PasswordViewModel is now complete - it coordinates validation without knowing about text fields, and it manages state without knowing validation rules. Each piece stays focused. Let's build the next piece: PasswordInputField.

Creating a Password Input Field

Before we can begin writing a validating input field, we first need to know what our form field should look like:

A mock-up of an input field showing three different scenarios: Scenario 1: No Input, Scenario 2: Valid Input, Scenario 3: Invalid Input

Across the three different scenarios shown in the mock-up, the input view consists of:

  1. Title Label - describes what information the user needs to enter.
  2. Input Field - allows the user to enter the requested information.
  3. Error Label - describes how the entered information is invalid.

Now we know what to build - we need to think about how we should design its API.

When creating reusable views, one goal is to give that view a clean, focused initialiser. SwiftUI's own SecureField demonstrates this beautifully: its initialiser accepts only the essential state needed to render the field, with styling and behaviour added through view modifiers.

Let's follow that pattern.

Looking at the mock-up, the title and input field are always present, so we want to pass the state used to set these via the initialiser, but the error label is conditional - we'll add that state via a modifier later. For now, the initialiser needs:

struct PasswordInputField: View {
    private let placeholder: String
    private let title: String
    @Binding private var value: String

    // 1
    init(title: String,
         placeholder: String,
         value: Binding) {
        self.placeholder = placeholder
        self.title = title
        self._value = value
    }

    // 2
    private var titleView: some View {
        Text(title)
            .font(.subheadline)
            .fontWeight(.medium)
            .foregroundColor(.primary)
    }

    // 3
    private var inputView: some View {
        SecureField(placeholder,
                    text: $value)
        .padding(12)
        .background(Color(.systemGray6))
        .cornerRadius(8)
    }

    // 4
    var body: some View {
        VStack(alignment: .leading,
               spacing: 0) {
            titleView
                .padding(.bottom, 6)

            inputView
                .padding(.bottom, 12)
        }
    }
}

Here's what we did:

  1. PasswordInputField's initialiser takes three arguments: title (text for the title label), placeholder (text shown when empty), and value (stores user input). The first two are simple String values that PasswordInputField only reads. But value is different - the input field needs to both read the current value and write changes back. That's what Binding provides: a two-way connection that lets changes flow from the text field back to the view model, ensuring the user's input isn't lost.
  2. Implemented the title label as the titleView property.
  3. Implemented the input field as the inputView property.
  4. Arranged the subviews in a vertical stack within body to match the mock-up.

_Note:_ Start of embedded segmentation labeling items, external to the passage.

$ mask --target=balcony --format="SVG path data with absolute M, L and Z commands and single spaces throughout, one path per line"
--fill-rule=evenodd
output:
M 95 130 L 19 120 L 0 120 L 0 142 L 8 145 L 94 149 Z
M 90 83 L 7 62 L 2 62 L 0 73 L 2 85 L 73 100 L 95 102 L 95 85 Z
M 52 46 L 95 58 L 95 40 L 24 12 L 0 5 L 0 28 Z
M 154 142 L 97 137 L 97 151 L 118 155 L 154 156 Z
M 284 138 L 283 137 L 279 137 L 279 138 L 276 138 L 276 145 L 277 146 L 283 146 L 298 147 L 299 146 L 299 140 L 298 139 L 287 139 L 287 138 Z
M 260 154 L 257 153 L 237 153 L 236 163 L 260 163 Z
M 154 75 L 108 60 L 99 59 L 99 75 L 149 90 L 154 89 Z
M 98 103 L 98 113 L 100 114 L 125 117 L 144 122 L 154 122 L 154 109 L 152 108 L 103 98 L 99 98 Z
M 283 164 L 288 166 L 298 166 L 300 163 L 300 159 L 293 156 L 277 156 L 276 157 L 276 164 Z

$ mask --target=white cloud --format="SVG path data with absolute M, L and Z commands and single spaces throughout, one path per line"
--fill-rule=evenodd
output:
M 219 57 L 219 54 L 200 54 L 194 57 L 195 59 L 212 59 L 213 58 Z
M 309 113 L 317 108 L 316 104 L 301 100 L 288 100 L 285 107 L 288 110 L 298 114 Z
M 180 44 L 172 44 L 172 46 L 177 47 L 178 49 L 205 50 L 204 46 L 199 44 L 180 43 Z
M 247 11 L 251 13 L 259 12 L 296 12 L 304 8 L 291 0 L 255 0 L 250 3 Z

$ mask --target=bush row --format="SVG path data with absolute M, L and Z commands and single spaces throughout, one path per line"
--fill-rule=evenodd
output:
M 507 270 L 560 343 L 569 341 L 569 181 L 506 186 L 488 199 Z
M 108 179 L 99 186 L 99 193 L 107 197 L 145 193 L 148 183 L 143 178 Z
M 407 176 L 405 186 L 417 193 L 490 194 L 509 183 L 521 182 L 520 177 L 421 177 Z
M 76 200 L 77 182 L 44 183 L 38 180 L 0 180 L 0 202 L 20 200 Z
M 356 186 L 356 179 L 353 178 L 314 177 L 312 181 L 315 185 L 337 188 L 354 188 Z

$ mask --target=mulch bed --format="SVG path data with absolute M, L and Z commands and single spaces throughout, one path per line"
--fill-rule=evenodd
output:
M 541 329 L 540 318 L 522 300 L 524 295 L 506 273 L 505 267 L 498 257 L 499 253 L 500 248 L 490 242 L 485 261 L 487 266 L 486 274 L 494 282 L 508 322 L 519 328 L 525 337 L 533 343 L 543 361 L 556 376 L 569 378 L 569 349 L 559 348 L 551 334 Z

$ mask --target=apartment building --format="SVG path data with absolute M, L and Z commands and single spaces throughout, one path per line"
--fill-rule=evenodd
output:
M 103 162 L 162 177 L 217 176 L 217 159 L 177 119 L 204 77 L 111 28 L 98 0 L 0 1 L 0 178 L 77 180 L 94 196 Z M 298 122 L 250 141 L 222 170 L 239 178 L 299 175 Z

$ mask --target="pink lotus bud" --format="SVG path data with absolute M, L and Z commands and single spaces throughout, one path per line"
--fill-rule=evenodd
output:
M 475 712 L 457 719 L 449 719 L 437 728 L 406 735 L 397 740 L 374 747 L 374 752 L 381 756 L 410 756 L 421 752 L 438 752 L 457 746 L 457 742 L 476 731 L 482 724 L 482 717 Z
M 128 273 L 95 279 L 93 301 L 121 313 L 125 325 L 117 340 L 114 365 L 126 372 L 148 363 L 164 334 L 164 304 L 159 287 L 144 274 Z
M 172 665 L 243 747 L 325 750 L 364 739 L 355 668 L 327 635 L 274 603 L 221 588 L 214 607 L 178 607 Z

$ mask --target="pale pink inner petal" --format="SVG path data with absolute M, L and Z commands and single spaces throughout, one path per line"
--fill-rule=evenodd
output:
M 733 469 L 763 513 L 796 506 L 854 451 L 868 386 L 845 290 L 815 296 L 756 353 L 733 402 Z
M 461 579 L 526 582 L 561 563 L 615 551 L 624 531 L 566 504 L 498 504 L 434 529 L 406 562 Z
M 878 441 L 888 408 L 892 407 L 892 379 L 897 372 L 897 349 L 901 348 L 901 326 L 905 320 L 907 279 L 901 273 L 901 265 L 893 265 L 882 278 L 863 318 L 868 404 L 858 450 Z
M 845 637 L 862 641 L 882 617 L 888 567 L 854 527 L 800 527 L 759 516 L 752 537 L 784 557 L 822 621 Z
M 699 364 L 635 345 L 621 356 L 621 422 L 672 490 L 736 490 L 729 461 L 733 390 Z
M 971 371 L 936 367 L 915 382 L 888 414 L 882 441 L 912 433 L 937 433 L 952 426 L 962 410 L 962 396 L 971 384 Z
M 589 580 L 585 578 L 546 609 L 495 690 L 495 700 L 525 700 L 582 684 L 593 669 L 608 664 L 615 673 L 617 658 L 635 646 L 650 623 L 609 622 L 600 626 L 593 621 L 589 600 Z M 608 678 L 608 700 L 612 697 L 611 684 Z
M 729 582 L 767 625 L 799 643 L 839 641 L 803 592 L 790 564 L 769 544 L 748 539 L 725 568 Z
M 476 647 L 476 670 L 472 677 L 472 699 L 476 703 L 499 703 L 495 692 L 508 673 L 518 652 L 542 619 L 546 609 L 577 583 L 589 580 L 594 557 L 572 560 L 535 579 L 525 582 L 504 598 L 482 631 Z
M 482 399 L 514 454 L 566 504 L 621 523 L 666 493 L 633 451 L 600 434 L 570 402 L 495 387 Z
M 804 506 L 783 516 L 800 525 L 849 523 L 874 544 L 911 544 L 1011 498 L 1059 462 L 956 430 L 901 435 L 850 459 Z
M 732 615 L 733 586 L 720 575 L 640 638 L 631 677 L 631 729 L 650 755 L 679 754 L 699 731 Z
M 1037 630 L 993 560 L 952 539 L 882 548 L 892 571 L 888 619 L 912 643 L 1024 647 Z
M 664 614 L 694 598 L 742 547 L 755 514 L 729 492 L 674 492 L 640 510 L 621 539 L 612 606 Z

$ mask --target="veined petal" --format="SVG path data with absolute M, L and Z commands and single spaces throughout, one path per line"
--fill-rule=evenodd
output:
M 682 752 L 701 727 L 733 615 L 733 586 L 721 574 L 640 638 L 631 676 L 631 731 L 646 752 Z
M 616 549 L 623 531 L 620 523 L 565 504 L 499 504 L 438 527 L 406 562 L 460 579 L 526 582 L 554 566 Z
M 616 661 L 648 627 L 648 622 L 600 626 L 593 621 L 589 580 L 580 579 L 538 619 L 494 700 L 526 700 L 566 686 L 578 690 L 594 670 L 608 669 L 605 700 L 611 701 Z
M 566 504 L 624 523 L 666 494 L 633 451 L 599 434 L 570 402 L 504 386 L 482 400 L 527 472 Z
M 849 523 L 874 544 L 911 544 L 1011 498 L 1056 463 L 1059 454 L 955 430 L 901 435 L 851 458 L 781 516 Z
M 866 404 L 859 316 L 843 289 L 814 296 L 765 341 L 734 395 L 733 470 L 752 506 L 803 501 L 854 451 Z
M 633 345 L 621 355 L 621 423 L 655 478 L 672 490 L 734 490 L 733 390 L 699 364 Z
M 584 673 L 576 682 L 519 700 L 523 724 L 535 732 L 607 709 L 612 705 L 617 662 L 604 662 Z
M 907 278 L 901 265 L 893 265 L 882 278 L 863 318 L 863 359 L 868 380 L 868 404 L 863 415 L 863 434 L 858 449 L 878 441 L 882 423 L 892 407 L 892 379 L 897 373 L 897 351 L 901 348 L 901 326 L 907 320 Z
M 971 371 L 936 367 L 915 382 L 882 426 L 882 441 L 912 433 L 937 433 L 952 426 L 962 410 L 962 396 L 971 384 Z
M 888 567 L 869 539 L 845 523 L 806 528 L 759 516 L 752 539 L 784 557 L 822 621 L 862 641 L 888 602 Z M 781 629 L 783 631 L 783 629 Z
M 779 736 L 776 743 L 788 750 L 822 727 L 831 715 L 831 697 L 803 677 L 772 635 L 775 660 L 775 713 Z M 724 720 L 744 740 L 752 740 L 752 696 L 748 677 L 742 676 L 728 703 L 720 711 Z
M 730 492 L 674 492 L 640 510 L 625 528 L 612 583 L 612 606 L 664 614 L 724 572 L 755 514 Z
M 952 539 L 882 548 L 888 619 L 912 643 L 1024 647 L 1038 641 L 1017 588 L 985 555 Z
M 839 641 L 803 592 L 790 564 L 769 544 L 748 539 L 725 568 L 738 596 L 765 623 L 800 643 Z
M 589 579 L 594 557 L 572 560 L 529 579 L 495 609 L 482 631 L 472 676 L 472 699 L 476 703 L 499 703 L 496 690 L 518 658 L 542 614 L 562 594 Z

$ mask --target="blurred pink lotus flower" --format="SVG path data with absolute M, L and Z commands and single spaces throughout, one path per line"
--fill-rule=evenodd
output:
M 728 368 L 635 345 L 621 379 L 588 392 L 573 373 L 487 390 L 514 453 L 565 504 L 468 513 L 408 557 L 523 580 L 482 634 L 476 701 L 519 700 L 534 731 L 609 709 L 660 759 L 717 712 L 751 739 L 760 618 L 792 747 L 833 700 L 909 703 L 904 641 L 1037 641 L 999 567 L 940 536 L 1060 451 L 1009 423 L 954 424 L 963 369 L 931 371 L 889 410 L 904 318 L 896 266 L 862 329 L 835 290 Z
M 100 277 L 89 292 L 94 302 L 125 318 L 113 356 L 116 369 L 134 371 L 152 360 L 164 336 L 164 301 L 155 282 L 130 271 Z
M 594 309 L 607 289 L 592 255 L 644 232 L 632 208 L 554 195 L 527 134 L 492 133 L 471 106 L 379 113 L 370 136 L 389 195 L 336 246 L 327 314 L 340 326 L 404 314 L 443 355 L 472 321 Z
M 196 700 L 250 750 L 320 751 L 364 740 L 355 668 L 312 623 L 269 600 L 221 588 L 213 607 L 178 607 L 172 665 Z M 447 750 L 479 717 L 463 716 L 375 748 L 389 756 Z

Let's add our PasswordInputField to RegistrationView to capture the user's password:

struct RegistrationView: View {
    @Bindable var viewModel = PasswordViewModel(initialValue: "",
                                                validator: PasswordValidator())

    var body: some View {
        passwordFieldView
    }

    private var passwordFieldView: some View {
        PasswordInputField(title: "Enter your password",
                          placeholder: "Enter your password",
                          value: $viewModel.value)
        .textContentType(.newPassword)
    }
}

While PasswordInputField looks good, it's purely presentational - no validation yet. Let's layer validation in by connecting it to our view model's state.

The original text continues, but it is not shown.